Nous savons que le Protectorat a essayé, autant que possible, de composer avec la qai’da, c’est-à-dire la tradition. Les autorités coloniales ont respecté les us du Makhzen, conformément au traité de Fès de 1912. C’est à deux écrivains, invités par Lyautey lui-même, que nous devons une description d’une des fêtes religieuses, dont le cérémonial a été repris pour la fête dite d’allégeance, et qu’on appelait du temps du Protectorat cérémonie de loyalisme. Il s’agit des frères Jérôme et Jean Tharaud, dans leur ouvrage Rabat ou les heures marocaines (1918).
Les auteurs décrivent avec menus détails le dispositif des dignitaires et des soldats dans l’attente de la cérémonie de la fête de fin du mois de ramadan qui se tenait l’après midi (la prière se fait le matin bien sûr, avec un cérémonial spécifique).
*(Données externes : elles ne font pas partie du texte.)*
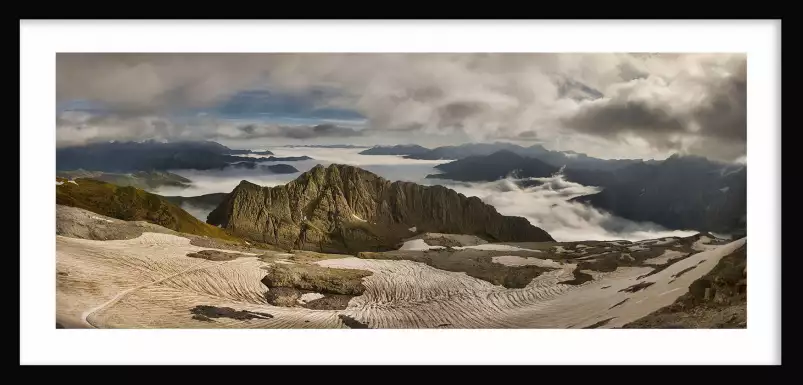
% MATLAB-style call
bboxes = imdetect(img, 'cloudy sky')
[56,53,747,161]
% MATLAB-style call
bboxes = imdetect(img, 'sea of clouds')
[149,147,696,241]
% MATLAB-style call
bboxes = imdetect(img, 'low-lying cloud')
[434,175,697,241]
[148,147,696,241]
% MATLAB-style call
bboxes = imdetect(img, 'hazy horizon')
[56,53,746,162]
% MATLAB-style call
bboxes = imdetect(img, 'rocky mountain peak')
[208,164,552,252]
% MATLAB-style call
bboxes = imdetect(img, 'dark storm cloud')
[562,54,747,160]
[57,53,746,157]
[228,124,363,139]
[566,100,684,136]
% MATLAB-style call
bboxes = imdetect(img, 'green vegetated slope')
[56,178,238,240]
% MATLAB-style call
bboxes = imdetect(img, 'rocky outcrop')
[207,164,553,253]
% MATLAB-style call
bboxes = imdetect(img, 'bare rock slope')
[207,164,553,253]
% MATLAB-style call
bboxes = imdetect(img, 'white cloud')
[57,53,744,157]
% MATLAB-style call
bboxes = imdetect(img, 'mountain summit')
[207,164,553,253]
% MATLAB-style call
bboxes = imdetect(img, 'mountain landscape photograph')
[51,52,748,329]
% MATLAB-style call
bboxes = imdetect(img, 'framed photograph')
[20,20,781,364]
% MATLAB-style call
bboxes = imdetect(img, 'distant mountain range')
[427,150,747,233]
[284,144,369,148]
[427,150,559,182]
[56,178,236,240]
[56,170,192,190]
[575,155,747,234]
[360,142,650,170]
[260,155,312,162]
[56,141,270,172]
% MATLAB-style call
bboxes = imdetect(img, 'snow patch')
[691,235,717,251]
[491,255,563,269]
[399,239,444,250]
[644,250,683,265]
[455,243,541,253]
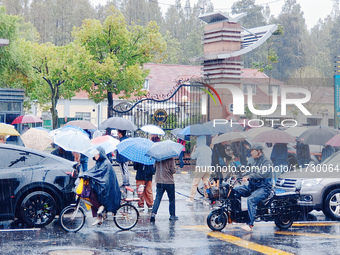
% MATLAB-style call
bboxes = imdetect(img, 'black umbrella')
[297,126,339,145]
[100,117,137,131]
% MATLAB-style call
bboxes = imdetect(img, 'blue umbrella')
[203,120,233,135]
[178,124,213,137]
[117,137,155,165]
[145,140,184,161]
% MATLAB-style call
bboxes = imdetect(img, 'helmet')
[250,143,263,150]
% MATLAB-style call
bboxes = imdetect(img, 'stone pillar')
[203,19,243,120]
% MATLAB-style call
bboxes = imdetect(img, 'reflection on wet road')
[0,172,340,255]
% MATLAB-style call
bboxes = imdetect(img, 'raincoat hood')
[79,146,121,213]
[96,146,108,162]
[196,135,207,147]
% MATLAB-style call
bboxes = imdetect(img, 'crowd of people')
[7,124,335,231]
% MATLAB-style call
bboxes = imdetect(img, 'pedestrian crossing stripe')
[182,226,293,255]
[275,231,340,239]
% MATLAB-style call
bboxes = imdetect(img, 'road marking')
[293,221,340,227]
[275,231,340,239]
[182,226,293,255]
[0,228,40,232]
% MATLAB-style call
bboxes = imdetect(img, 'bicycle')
[59,184,139,232]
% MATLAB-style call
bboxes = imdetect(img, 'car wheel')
[20,191,57,227]
[323,189,340,220]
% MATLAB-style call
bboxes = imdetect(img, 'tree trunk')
[107,91,113,118]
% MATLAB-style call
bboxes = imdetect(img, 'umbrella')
[284,127,307,137]
[178,124,213,136]
[326,134,340,147]
[12,115,42,125]
[91,135,119,154]
[297,126,339,145]
[170,128,182,137]
[50,126,89,138]
[140,124,165,135]
[54,130,92,153]
[21,128,53,151]
[203,120,233,135]
[100,117,137,131]
[252,130,295,143]
[65,120,97,129]
[0,123,20,136]
[244,127,274,137]
[212,132,246,144]
[117,137,155,165]
[145,140,184,161]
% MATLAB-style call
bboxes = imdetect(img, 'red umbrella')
[252,130,295,143]
[12,115,43,125]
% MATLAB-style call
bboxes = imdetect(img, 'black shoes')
[150,213,156,222]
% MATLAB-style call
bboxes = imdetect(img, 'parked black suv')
[0,144,75,227]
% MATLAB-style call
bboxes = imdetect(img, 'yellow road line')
[275,231,340,239]
[182,226,292,255]
[293,222,340,227]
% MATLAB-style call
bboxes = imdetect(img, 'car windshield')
[322,151,340,166]
[0,148,45,168]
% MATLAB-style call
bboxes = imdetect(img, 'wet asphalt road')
[0,168,340,255]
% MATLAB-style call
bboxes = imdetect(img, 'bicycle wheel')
[113,204,139,230]
[59,205,86,232]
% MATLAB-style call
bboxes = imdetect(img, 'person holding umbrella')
[116,130,130,186]
[186,136,212,203]
[150,158,178,222]
[133,162,155,210]
[0,135,6,143]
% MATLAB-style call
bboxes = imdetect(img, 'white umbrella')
[140,124,165,135]
[212,132,246,144]
[91,135,119,154]
[100,117,137,131]
[243,127,274,137]
[145,140,184,161]
[54,130,92,153]
[284,127,307,137]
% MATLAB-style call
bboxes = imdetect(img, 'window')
[268,85,280,95]
[143,79,149,90]
[76,112,91,121]
[243,84,256,95]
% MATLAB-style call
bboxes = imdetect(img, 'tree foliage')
[74,7,166,116]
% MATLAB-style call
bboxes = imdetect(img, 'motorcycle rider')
[234,144,272,232]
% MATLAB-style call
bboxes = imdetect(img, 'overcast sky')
[90,0,333,29]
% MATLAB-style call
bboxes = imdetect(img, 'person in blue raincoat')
[270,143,288,181]
[79,146,121,225]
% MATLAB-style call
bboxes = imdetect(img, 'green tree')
[25,43,89,129]
[74,8,166,117]
[273,0,308,81]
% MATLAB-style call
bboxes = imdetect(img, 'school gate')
[113,81,208,130]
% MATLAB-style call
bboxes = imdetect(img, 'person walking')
[295,141,311,168]
[233,144,272,232]
[186,136,212,203]
[150,158,178,222]
[270,143,289,182]
[116,130,130,186]
[133,162,155,210]
[177,138,186,168]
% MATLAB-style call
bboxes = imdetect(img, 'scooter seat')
[262,189,275,205]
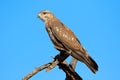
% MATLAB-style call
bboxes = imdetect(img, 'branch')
[22,52,82,80]
[22,63,51,80]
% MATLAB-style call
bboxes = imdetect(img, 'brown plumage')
[38,10,98,73]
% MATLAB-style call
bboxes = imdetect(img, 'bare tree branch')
[22,52,82,80]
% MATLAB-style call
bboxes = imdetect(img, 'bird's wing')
[52,21,83,51]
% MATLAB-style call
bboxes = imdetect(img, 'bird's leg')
[46,51,69,72]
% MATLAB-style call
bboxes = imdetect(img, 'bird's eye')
[43,12,46,15]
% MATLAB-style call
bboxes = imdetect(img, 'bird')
[38,10,98,73]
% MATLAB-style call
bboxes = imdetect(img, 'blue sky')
[0,0,120,80]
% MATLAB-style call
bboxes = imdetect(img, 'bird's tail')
[72,53,98,73]
[84,56,98,73]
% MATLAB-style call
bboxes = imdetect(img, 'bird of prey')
[38,10,98,73]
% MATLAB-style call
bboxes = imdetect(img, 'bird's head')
[38,10,54,23]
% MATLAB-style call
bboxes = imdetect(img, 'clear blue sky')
[0,0,120,80]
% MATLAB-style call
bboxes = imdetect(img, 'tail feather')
[71,52,98,73]
[85,56,98,73]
Les soldats faisaient la haie, et derrière eux s’alignaient les cavaliers en burnous. Dans l’ombre de la muraille rouge, «les vizirs et les secrétaires attendaient sur leurs mules bâtées de hautes selles amarantes». Quand le Sultan apparaît, à cheval (c’est toute la différence avec les dignitaires sur leurs mules), il est précédé par le Maître du Palais, ou caïd Mechouar, «la carabine au poing et qui porte sur la tête un merveilleux turban roulé autour de son bonnet pointu comme une énorme toupie».
En avant la musique
Puis vient la description de la cérémonie : «Venaient derrière au pas, tenus en main par les serviteurs à pied, six chevaux dont les étriers et les selles posés sur de nombreux tapis se devinaient sous les housses. Suivaient deux autres cavaliers, porteurs de longues lances à la pointe d’argent doré (mzarguiya). Puis le Maître des Ecuries (caïd Rrwa) vêtu d’un caftan émeraude, adressa au passage, d’une voix retentissante, aux vizirs et aux secrétaires toujours rangés sous la muraille le salut de Sa Majesté : « Salut à vous, vous dit mon Maître ». A droite et à gauche du Sultan, quatre serviteurs à pied avec des serviettes blanches qu’ils déploient. Un autre, derrière le Sultan, tenait au-dessus de sa tête le parasol de velours vert, insigne de la toute puissance». La musique se met en branle, en un mélange de la musique du cru, avec les cuivres et les tambours de la Garde impériale et «nos airs militaires, au pied de ces murs». A côté de cette musique martiale, une autre se met en branle par «d’autres musiciens, vêtus ceux là de tuniques jonquilles, violettes, amarantes, oranges…» ( al khamsa wa al khamsin).